Urban and rural communities have a new source of information and tools to help them plan and prepare for weather- and climate-related impacts: the new Built Environment topic in the U.S. Climate Resilience Toolkit can help community leaders and businesses address a wide range of risks facing cities and towns.
About 325 million people live in the United States today, and about eight out of ten live in or near a city or town. Extreme events that hit these areas — heat waves, heavy downpours, floods, and storm surges — often come with devastating and lasting impacts to property, lives, and livelihoods. Economic inequality, environmental degradation, and deteriorating public infrastructure can make some communities more vulnerable to weather and climate extremes than others.

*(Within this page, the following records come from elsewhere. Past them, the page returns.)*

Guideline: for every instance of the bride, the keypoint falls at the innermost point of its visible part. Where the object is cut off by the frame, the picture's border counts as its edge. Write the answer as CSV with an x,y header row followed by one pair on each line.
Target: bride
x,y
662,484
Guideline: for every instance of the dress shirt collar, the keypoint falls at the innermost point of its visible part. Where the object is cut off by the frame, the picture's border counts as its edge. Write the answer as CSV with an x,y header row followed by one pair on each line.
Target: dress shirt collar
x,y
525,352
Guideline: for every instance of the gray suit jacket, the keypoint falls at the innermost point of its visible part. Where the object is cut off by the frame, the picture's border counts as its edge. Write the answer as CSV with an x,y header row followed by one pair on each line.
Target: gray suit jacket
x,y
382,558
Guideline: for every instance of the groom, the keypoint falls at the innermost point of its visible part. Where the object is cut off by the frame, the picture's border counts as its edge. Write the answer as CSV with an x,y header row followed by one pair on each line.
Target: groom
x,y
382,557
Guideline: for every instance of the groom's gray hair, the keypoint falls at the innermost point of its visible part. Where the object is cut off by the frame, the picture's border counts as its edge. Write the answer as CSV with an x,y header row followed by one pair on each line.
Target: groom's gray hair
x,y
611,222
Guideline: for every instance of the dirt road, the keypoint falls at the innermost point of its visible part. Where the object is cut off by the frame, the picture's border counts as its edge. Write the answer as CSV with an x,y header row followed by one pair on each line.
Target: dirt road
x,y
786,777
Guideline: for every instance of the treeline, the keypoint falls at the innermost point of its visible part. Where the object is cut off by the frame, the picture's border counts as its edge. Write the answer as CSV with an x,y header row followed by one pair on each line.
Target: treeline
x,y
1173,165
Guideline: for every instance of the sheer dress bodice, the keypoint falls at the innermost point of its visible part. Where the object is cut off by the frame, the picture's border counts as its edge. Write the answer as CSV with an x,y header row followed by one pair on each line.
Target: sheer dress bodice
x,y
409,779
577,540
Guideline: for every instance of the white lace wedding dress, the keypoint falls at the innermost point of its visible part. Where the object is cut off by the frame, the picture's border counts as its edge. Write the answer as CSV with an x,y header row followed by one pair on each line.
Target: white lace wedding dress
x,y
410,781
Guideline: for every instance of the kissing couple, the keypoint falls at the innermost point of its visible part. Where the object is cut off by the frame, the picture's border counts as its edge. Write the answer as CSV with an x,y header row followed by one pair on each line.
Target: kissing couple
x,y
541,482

The Toolkit’s new Built Environment topic provides authoritative information, real-world case studies, science-based decision-support tools, planning guides, training courses, reports, action plans, and links to regional experts — all freely available to the public. The new section can help cities and towns learn how to harness the benefits of trees, wetlands, and other natural resources to strengthen the health, wellbeing, and sustainability of our cities and towns. Subtopics addressed in the new section cover Buildings and Structures, Communications, Community Resilience, Disaster Planning, Economics, Energy, Environment and Natural Resources, Social Equity, Transportation, and Water and Wastewater.
Experts from NOAA, the U.S. Forest Service, and Harvard University led the development of the new tool in collaboration with personnel from the National Institute of Standards and Technology, Environmental Protection Agency, Federal Emergency Management Agency, Housing and Urban Development, and Department of Homeland Security.